Introduction: The Precision Paradox at Scale

For decades, precision engineering in metal parts manufacturing operated under an implicit assumption: the larger the part, the looser the tolerance. Massive components for ships, hydropower turbines, and defense systems were forged or cast using processes that inherently limited geometric complexity and required months of lead time. The notion of producing a multi-ton component with micron-level precision seemed technologically impossible—until now.
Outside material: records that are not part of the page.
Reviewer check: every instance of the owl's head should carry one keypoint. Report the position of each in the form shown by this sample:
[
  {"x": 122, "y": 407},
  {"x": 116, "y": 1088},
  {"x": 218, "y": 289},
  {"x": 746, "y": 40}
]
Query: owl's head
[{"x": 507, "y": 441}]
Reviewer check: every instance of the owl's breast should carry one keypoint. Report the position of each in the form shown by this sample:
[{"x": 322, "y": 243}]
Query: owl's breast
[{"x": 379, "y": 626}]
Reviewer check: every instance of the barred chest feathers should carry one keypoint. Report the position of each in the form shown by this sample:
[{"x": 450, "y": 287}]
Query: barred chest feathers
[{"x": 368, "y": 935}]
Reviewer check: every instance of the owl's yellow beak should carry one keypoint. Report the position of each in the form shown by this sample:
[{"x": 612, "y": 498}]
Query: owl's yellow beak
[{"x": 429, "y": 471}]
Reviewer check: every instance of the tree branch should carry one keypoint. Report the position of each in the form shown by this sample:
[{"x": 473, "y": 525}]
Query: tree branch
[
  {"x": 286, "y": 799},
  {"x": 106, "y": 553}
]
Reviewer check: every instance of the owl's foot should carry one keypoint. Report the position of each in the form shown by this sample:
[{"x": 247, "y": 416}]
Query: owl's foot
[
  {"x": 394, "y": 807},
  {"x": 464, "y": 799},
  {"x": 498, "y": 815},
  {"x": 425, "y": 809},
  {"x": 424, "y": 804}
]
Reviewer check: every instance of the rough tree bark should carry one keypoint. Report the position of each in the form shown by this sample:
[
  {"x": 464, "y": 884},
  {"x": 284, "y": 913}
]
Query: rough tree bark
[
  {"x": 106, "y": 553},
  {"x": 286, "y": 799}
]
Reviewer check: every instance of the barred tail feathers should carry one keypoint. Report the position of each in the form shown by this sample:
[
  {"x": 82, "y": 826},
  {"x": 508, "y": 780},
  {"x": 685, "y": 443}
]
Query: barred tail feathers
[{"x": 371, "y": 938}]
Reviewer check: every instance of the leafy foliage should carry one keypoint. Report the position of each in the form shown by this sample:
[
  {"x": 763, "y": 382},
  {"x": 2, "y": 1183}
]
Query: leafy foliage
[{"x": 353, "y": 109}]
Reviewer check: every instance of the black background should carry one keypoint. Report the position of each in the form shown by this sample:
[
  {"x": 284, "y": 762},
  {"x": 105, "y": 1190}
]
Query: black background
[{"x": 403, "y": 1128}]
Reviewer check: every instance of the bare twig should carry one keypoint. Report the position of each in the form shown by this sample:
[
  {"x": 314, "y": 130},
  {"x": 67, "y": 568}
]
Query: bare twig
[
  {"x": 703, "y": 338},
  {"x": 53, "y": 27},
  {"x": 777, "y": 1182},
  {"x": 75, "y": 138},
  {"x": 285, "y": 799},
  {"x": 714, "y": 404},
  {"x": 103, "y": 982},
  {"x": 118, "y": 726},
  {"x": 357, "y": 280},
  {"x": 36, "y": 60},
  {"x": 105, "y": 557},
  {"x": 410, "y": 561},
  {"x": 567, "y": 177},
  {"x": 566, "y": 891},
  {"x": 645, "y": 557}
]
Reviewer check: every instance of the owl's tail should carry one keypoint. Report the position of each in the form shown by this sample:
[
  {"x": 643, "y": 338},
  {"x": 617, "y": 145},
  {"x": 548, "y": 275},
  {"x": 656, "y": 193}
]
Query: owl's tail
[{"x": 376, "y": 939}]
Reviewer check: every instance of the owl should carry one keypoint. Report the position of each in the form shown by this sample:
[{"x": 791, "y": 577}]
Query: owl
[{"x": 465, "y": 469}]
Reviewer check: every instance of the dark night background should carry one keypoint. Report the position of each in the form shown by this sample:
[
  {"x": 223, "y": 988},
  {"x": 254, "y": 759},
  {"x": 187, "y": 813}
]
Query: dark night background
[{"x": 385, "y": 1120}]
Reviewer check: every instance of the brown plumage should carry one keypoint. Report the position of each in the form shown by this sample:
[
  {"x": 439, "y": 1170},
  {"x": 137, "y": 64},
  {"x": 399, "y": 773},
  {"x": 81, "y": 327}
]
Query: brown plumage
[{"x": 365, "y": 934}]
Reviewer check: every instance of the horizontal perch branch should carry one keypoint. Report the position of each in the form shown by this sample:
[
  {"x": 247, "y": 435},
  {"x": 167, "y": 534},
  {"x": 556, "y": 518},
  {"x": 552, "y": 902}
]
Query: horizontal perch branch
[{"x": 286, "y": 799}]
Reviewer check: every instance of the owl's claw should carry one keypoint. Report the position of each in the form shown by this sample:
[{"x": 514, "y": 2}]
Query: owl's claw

The convergence of large-format additive manufacturing (LFAM) with advanced robotic controls and real-time monitoring systems is shattering this paradigm. Through landmark collaborations like that between the Department of Energy's Manufacturing Demonstration Facility (MDF) at Oak Ridge National Laboratory and Lincoln Electric, the industry is demonstrating that precision engineering can scale to dimensions measured in meters while maintaining tolerances once reserved for benchtop machining -1. This article examines the technical breakthroughs enabling this transformation and their implications for the future of metal parts manufacturing.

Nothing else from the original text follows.